Según las informaciones que poseemos, la Comisión europea emplea, como funcionarios permanentes, a 2.400 traductores, que atienden las necesidades de los gobernantes y parlamentarios de la Europa a 15. La entrada de otros 10 países obliga a aumentar la cifra de traductores funcionarios hasta, al menos 4.000; y ese número no cubre todas las necesidades de las lenguas oficiales. En este entorno aparece Zapatero y solicita la cooficialidad para el catalán, el vasco y el gallego, lo que, además, ha creado resentimientos graves entre los que hablan mallorquín, valenciano, bable y una supuesta lengua aragonesa.
La iniciativa de Zapatero es magnífica, porque retrata al personaje mejor que cualquier declaración de principios. Él quiere unirse a Europa, quiere que Europa funcione y para ello propone tres nuevas lenguas que, sin duda, facilitarán el entendimiento europeo y seguro, eso sí, que crearán empleo productivo, aquel por el que clamaban Zapatero y Miguel Sebastián (¿lo recuerdan?), cuando estaban en la oposición.
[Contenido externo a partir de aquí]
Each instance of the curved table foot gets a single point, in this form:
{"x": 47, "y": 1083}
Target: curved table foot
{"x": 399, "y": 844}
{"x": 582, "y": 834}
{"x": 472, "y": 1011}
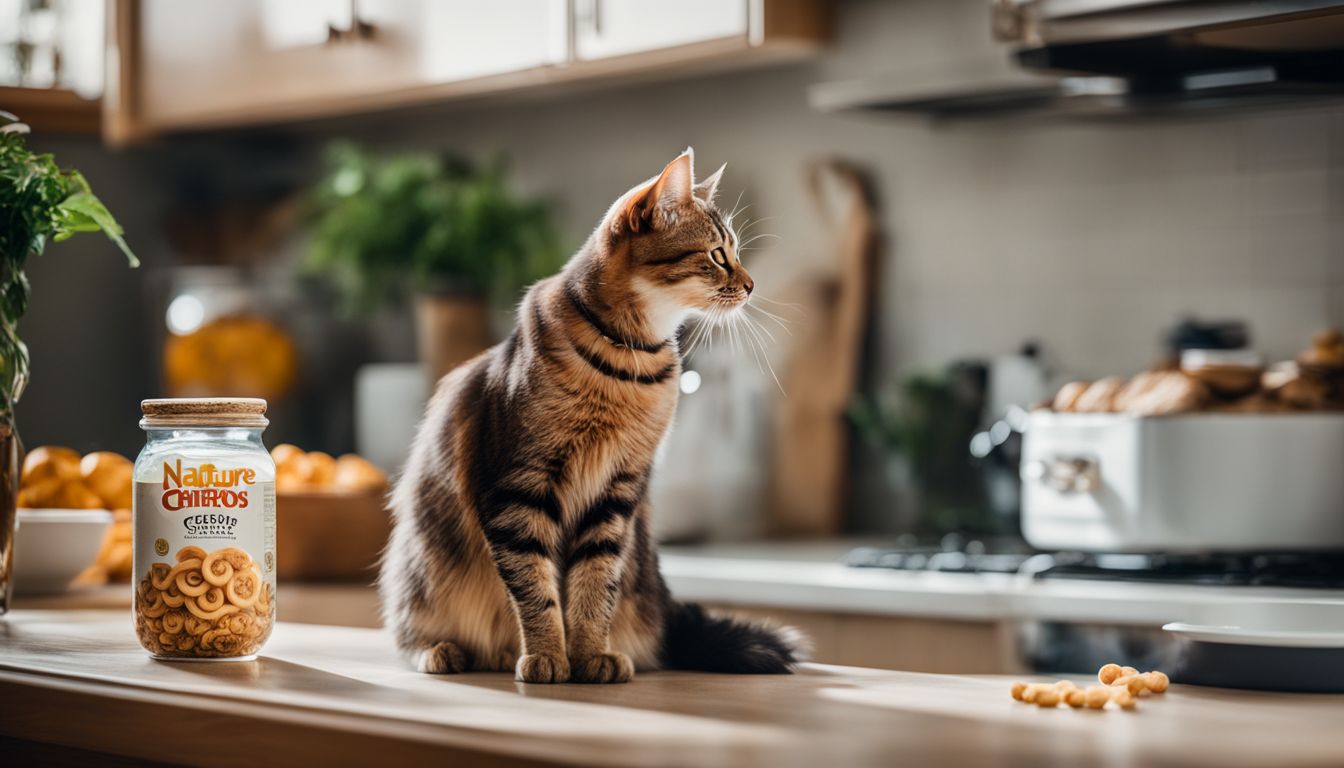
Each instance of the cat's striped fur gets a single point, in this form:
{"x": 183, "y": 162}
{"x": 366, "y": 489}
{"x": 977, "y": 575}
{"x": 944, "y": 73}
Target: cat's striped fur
{"x": 522, "y": 523}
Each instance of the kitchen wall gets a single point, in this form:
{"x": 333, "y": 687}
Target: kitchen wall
{"x": 1089, "y": 237}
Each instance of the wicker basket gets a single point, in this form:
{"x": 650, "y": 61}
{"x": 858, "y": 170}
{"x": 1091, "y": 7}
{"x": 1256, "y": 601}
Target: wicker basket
{"x": 328, "y": 535}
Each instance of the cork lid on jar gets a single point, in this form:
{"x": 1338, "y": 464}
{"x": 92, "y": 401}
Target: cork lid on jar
{"x": 246, "y": 412}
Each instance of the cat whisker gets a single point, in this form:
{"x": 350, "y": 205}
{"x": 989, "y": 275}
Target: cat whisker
{"x": 753, "y": 332}
{"x": 797, "y": 308}
{"x": 761, "y": 326}
{"x": 772, "y": 316}
{"x": 756, "y": 237}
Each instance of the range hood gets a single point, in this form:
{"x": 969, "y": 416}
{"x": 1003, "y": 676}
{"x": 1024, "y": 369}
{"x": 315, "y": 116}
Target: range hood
{"x": 1124, "y": 57}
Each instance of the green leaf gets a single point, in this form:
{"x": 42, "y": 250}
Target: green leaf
{"x": 86, "y": 213}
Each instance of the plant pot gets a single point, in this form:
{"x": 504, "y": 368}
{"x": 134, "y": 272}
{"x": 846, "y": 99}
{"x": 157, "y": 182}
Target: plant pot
{"x": 8, "y": 507}
{"x": 452, "y": 330}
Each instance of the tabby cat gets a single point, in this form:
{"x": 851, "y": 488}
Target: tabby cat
{"x": 522, "y": 522}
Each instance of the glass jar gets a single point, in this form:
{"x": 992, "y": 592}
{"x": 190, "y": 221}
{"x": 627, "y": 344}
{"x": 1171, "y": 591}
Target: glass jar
{"x": 204, "y": 529}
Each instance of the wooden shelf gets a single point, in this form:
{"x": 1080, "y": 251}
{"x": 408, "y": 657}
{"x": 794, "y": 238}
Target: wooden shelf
{"x": 53, "y": 110}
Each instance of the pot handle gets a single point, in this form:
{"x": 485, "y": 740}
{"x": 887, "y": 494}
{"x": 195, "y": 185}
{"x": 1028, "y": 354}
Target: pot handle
{"x": 1066, "y": 474}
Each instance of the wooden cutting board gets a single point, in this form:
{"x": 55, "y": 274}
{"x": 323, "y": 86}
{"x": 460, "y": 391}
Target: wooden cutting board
{"x": 329, "y": 696}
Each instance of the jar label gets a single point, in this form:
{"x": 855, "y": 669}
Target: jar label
{"x": 204, "y": 560}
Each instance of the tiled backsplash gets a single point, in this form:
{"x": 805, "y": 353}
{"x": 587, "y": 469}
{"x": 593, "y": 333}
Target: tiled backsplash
{"x": 1090, "y": 237}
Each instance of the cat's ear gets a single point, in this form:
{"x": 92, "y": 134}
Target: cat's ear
{"x": 708, "y": 187}
{"x": 651, "y": 205}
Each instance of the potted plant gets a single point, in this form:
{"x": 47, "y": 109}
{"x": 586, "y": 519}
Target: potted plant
{"x": 39, "y": 203}
{"x": 437, "y": 225}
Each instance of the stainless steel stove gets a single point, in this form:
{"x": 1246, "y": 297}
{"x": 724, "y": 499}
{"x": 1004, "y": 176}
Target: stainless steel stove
{"x": 1323, "y": 570}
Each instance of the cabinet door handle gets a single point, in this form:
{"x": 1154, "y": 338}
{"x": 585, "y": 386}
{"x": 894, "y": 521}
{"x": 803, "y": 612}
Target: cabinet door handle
{"x": 590, "y": 14}
{"x": 358, "y": 30}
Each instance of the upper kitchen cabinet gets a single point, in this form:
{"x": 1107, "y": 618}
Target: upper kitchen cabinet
{"x": 618, "y": 27}
{"x": 230, "y": 62}
{"x": 217, "y": 63}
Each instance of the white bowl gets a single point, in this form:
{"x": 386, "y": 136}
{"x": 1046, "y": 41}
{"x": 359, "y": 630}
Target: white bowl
{"x": 53, "y": 546}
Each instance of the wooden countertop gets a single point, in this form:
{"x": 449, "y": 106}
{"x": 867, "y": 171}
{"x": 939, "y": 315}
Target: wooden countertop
{"x": 338, "y": 696}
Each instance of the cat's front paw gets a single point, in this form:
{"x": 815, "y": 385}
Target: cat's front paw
{"x": 441, "y": 659}
{"x": 602, "y": 669}
{"x": 542, "y": 669}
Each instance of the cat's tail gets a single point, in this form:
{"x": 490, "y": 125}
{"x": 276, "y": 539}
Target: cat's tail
{"x": 692, "y": 639}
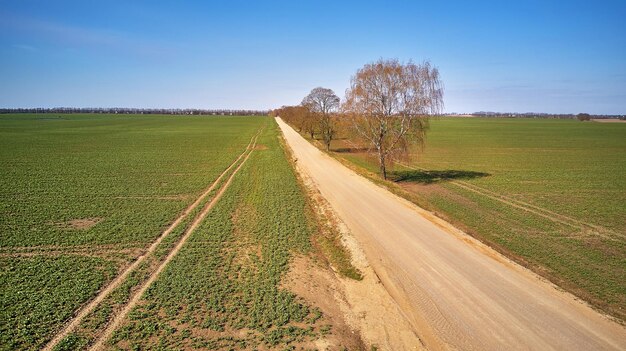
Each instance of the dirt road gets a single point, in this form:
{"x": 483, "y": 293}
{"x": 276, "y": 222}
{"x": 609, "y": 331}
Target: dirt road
{"x": 456, "y": 292}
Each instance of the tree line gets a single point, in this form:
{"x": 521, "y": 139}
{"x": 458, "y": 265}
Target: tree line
{"x": 387, "y": 108}
{"x": 126, "y": 110}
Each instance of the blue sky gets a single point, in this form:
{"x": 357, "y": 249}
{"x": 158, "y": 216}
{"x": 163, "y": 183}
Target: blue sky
{"x": 522, "y": 56}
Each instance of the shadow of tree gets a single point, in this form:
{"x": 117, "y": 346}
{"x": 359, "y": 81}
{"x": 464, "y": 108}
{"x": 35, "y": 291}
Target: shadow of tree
{"x": 428, "y": 177}
{"x": 349, "y": 150}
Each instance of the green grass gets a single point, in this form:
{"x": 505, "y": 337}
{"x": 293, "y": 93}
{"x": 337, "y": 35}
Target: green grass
{"x": 39, "y": 293}
{"x": 134, "y": 174}
{"x": 222, "y": 290}
{"x": 573, "y": 168}
{"x": 568, "y": 167}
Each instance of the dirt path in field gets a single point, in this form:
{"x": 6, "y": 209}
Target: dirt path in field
{"x": 537, "y": 210}
{"x": 120, "y": 317}
{"x": 92, "y": 304}
{"x": 457, "y": 293}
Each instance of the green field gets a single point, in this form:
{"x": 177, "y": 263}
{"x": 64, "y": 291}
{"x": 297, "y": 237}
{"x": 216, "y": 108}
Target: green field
{"x": 83, "y": 196}
{"x": 549, "y": 193}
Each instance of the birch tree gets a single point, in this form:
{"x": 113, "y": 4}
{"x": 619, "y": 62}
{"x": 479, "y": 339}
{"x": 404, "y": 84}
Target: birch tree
{"x": 322, "y": 102}
{"x": 390, "y": 103}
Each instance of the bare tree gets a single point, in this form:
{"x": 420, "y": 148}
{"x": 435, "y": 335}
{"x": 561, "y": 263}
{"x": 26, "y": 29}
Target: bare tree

El aumento de peso de los traductores y lo que ello implica, la renuncia a la pérdida de cualquier símbolo de identidad nacional por parte de los supuestamente más europeístas como Zapatero, significa que la Unión Europea ha alcanzado su propio nivel de incompetencia, tras haber logrado importantísimos objetivos, como la libertad de movimientos de bienes y servicios, personas y capitales. A partir de aquí, las posibilidades de producir resoluciones-basura, como Kioto, en las que, con el supuesto objetivo benéfico de reducir la contaminación medioambiental, unos países –Alemania y Francia, que, por supuesto sigue apostando por la energía nuclear– se aprovechan de otros, como España, que, en 1996, con el Partido Popular en el poder pensaron, ingenuamente, al modo de Mangada, que la economía española jamás volvería a crecer significativamente, se multiplican
Volviendo a la Torre de Babel, una mayor unidad política europea tendría que pasar por un planteamiento constitucional diferente al que se está haciendo: un solo idioma –el inglés, obviamente–, un equilibrio de poderes, un presupuesto, un ejecutivo de verdad. Para qué seguir. Como ese planteamiento es impensable, el panglossianismo del PSOE, el tripartito catalán y el PNV no tiene inconveniente en pedir más lenguas y más traductores. Todo antes que reconocer que Europa, políticamente, es una unión aduanera, con reglas para impedir la competencia desleal, una moneda común para un pequeño grupo de países –a los que no está claro que beneficie a largo plazo–, una mayor cooperación en justicia y policía y poco más. Lo que obliga a pelearse para defender las posiciones nacionales, a hacer alianzas basadas en el interés propio y controlar a los más poderosos, que permanentemente –excepto Alemania– se han beneficiado del funcionamiento de la Unión Europea.